New military Hololens pushed back to 2025
The US military and Microsoft want to save the Hololens military project. An all-around improved tech headset could help, but it still needs time.
So far, the military Hololens (IVAS) has received scathing reviews from soldiers: too heavy, headache-inducing, no added value, and the bright displays make you a target. Nevertheless, the U.S. Army has ordered 10,000 units of versions 1.0 and 1.1 of the combat headsets, to be delivered in 2024.
The new IVAS version 1.2 is expected to address existing criticisms starting in 2025: It will still be based on the basic technology of the commercial Hololens, but will feature numerous changes. Version 1.2 is expected to be used in field tests for the first time in 2025.
The current prototype, which is still under development, separates the computing unit from the controller. The computer is now attached to the back of the helmet, while the controller can be worn anywhere on the upper body.
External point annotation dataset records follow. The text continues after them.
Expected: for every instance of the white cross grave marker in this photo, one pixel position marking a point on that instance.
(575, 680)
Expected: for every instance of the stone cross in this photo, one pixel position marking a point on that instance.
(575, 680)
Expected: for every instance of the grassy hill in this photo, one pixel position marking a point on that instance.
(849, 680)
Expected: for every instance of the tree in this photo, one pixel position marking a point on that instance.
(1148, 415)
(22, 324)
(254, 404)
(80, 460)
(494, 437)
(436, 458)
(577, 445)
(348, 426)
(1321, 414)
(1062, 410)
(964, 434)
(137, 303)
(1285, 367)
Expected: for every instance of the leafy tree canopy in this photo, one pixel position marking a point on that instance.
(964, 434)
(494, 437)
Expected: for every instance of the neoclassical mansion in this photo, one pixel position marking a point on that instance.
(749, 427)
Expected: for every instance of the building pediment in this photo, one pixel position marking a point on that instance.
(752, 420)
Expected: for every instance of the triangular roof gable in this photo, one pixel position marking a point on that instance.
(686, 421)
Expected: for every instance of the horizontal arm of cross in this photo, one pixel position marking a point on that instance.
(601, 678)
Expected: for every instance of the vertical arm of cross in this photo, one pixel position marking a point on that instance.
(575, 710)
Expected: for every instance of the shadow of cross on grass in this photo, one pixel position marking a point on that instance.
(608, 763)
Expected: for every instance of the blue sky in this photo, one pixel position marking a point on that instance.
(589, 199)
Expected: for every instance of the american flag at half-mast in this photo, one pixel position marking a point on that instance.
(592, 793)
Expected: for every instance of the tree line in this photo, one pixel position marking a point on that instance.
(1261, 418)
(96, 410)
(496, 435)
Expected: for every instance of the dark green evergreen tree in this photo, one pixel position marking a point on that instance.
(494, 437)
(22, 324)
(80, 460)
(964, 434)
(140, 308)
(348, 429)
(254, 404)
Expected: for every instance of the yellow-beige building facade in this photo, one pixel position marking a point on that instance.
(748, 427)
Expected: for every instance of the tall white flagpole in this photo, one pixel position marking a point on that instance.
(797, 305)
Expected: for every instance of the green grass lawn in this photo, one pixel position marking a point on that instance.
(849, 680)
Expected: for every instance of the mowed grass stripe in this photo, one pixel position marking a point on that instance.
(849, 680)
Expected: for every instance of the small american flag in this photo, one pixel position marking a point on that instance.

This solves a comfort problem: In previous versions, the controller and computer were attached together on the chest, and the soldier felt front-heavy.
Earlier versions of the headset weighed about 3.4 pounds (1.54 kg) in total, including 2.4 pounds (1.09 kg) on the front of the helmet. The total weight of the 1.2 is 2.85 pounds (1.29 kg), which should be about the same as a standard pair of night vision goggles.
Military Hololens combats nausea and headaches
Other improvements include an eye-relief adjustment that could help with headaches if set correctly, better weapon compatibility for the headset, better ventilation, and a display that provides a wider peripheral field of view. The U.S. Army and Microsoft are working with numerous internal and external partners to address the causes of motion sickness.
Microsoft is also improving the software. For example, the headset can now display color-coded navigation points and other map markers. This allows a soldier to select specific elements, place them on a virtual map, and use them to generate a route that he or she can share with other soldiers.
Similarly, soldiers can collaborate to create a virtual 3D tactical table of a terrain or building complex to plan their mission. A tracking feature is designed to more accurately measure shooting performance in training scenarios.
To address complaints about image quality, Microsoft has reduced the field of view of the current prototype, but it is still reported to be larger than current night vision devices. Problems with image distortion have been fixed via software.
However, the night vision quality is worse than previous versions of IVAS and conventional night vision devices, which a U.S. general said was due to the combination of AR with "new forms of night vision," which is claimed to take existing night vision technology to a new level.
The commercial Hololens remains in limbo - it's uncertain if or when there will be new hardware. Most recently, Microsoft said that a hardware update for the Hololens 2 was possible. There has been no talk of a Hololens 3. Microsoft recently committed to the Industrial Metaverse, which includes AR with Hololens.